Regardless of the true sexual orientation of gay-for-pay performers, they're probably not going to disappear. For one thing, the straight-guy-seduction fantasy continues to trip many a gay man's trigger. As Flamingo said, "We all like things that are unattainable. Seeing these boys cross the line is a huge turn-on." Consequently, the straight-guy niche is popular and profitable, he said. "There are so many people shooting gay porn now that you have to set yourself apart from the rest of the pool."
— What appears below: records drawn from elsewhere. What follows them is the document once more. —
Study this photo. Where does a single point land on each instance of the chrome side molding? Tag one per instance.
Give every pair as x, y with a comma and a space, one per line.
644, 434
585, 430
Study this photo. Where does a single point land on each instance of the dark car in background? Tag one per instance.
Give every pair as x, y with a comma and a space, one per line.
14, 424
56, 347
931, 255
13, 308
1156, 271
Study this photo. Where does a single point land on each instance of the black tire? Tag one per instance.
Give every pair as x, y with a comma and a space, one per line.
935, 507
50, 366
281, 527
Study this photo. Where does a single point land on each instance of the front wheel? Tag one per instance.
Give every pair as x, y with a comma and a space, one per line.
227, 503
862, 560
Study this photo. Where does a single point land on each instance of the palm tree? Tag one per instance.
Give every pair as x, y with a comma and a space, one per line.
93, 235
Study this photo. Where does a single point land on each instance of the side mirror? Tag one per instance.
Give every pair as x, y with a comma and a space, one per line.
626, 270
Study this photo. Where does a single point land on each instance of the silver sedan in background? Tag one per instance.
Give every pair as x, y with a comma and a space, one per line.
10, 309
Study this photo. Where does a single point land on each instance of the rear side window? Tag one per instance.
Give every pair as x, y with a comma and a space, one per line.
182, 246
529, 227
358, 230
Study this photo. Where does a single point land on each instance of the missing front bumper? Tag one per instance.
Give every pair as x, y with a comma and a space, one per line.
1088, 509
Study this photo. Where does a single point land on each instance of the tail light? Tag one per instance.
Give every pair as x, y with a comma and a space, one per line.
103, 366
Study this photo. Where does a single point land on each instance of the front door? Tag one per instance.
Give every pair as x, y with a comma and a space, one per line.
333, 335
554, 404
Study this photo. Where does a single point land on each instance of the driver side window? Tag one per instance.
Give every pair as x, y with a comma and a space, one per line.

From a performer's perspective, it's easier, less dramatic and more profitable to work in the gay industry - so much so that Sinz is planning to helm a signature Raging Stallion line that will feature gay men having sex with women, with a nod to the pioneering personality in that category, Jack Wrangler. Sinz described the new studio's product as "straight porn with gay sensibilities: good-looking men, good-looking sets, passion and better money for the models. Gay guys are lining up to participate," he said. Hopefully, the approach will help more men feel better about expressing their sexuality in whatever form it may take. Even though he said he's experienced some disrespect from both gay and straight men because he's openly bisexual, he encouraged other men to open up and enjoy themselves. "If your friends and family don't want you anymore [because of your sexuality], come to the other side," he said, chuckling. "We'll welcome you with open arms. There's plenty of room."